# Integrals with variables on top and bottom

How do I solve an integral that has variables on both top and bottom? To solve an integral like $\int^{x}_0$ $t^2$+5 dt, I would simply plug in x for t, and if both the top and bottom of an integral are constants, I would subtract what the answer is at the bottom constant from the answer at the top constant. But how would I solve an integral like $\int^{x^2}_x$ $t^2$dt? If I knew how to solve it, then I might be able to take the derivative of whatever it is, maybe even the second derivative.
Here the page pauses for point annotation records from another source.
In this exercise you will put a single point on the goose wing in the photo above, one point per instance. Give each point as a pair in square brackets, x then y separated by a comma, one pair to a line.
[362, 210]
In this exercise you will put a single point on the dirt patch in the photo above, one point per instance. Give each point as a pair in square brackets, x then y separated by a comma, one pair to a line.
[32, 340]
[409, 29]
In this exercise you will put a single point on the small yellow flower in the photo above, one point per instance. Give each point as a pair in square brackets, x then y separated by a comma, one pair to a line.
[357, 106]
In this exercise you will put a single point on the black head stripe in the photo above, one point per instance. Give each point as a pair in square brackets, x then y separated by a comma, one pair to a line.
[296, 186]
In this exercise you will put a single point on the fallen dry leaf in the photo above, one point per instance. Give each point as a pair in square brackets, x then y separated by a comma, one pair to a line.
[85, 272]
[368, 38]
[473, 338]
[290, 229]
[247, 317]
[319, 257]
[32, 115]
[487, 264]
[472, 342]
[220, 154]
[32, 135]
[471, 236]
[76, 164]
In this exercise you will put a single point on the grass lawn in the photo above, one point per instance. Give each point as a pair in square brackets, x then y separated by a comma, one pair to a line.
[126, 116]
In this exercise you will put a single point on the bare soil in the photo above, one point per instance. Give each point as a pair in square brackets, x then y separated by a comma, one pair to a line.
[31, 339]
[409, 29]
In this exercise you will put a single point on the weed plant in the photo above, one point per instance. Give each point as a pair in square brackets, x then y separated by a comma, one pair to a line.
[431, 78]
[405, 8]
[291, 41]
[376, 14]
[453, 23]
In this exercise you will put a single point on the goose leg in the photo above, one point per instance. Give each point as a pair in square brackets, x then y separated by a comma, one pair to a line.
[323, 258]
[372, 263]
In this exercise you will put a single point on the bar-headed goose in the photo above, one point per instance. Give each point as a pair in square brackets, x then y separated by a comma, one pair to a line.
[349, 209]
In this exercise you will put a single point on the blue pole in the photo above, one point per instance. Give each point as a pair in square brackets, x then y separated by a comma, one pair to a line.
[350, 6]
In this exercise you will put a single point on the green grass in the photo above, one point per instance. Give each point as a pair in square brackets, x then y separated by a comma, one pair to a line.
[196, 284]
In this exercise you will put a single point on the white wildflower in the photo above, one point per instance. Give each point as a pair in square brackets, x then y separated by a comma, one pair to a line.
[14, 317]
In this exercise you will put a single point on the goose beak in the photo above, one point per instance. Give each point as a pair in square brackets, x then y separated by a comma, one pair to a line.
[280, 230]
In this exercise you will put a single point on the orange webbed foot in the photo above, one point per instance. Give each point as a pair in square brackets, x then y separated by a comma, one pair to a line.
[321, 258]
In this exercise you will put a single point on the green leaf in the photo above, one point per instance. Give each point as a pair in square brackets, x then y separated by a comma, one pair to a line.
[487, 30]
How do I get the derivative of $\int^{x^2}_x$ $t^2$dt?

• What do you mean, "it didn't work"? Apr 28, 2013 at 1:52

Well, direct substitution of the result applies as usual. But if it helps, think of it as an integral from the lower bound to some point between them, and then an integral from that point to the upper bound. That is,

$$\int_x^{x^2} t^2 dt = \int_x^a t^2 dt + \int_a^{x^2} t^2 dt$$ Depending on the function, you may also be able to use a point outside of the range of the variables, and use this: $$\int_x^{x^2} t^2 dt = \int_a^{x^2} t^2 dt - \int_a^x t^2 dt$$ $a=0$ is an obvious special case of this, and helps you to see what is going on. But it requires that the two integrals on the right be finite, which is not necessarily true for any function (for instance, if the function is $\frac1t$, the integrals will diverge).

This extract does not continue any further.